Pursue accomplishments that are hard to explain, not hard to do

The Failed-Simulation-Effect: if you cannot mentally simulate the steps taken by a student to reach an accomplishment, you will experience a feeling of profound impressiveness.

Ex. Violin player: if a violin player is very good, you can still probably trace the steps to get where they are and it is unimpressive. However, if the Violin player played at Carnegie Hall, the failed-simulation effect returns

-Research shows that you evaluate other people by first comparing them to yourself

-If during this comparison you can’t imagine yourself doing what someone else did, then you’re left to assume that he or she possesses some ability that you lack.

-In American culture, impressiveness is tied more to special abilities than it is to persistence or inventiveness.

3 Rules of Innovation:

Innovators don’t try to think up innovations from scratch —the instinct is to want an innovative activity RIGHT NOW, and the ego inside asks “what if it never comes?”

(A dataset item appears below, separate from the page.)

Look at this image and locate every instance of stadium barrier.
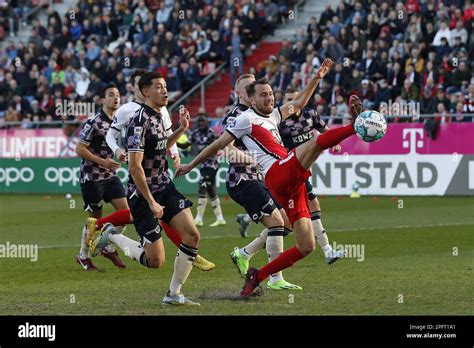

You shouldn’t care to be involved with any activity that you can easily imagine being involved with.

Innovators join closed communities and pay their dues —open = school government, hidden = LARP communities, Closed = Book Deal —> you must PAY YOUR DUES

Innovators leverage their way up to innovation —“What’s a project that I’m well suited to finish efficiently and competently right now?”


Leverage one project to get to another AKA the long term strategy


“It’s hard as a high school student to just sit around and think up some fascinating thing—like some entirely new organization or magazine. It’s much easier to just find something you’re really interested in and show them that you could be useful.”

Doing a reasonable amount of hard work over a long period of time, trumps doing an insane amount of work over a short period of time.

A trap when looking to innovate is entering a community that already has clear role for volunteers.

Instead identify organizations that don’t have routines in place for dealing with students and find something they are missing, something they need help with that could really benefit them and then offer to supply it.

Once you have your “shadow job,” set aside a fixed number of hours (5-10) where you will show up every time to do the work

Create an innovation map to deconstruct innovators before you:

Precipitating event


Work required

Precipitating event


Work required

If your endeavor can be “sloganable” all the better, ex. Bestselling author, attempting to visit every country, etc.

-Strip the idea to its core: if it can’t be explained in one sentence, you need to simplify it.

-Inflate your ambition: “what if I doubled the ambition of this project?” —ask however that it is still feasible. Often it turns out that getting a project started is harder than growing it once it going.

-Apply the jaded-brother test

Innovation won’t come easily at first as you’re struggling to master all the moves. But once the subsidiary skills click into place, it will be like achieving a balanced stroke.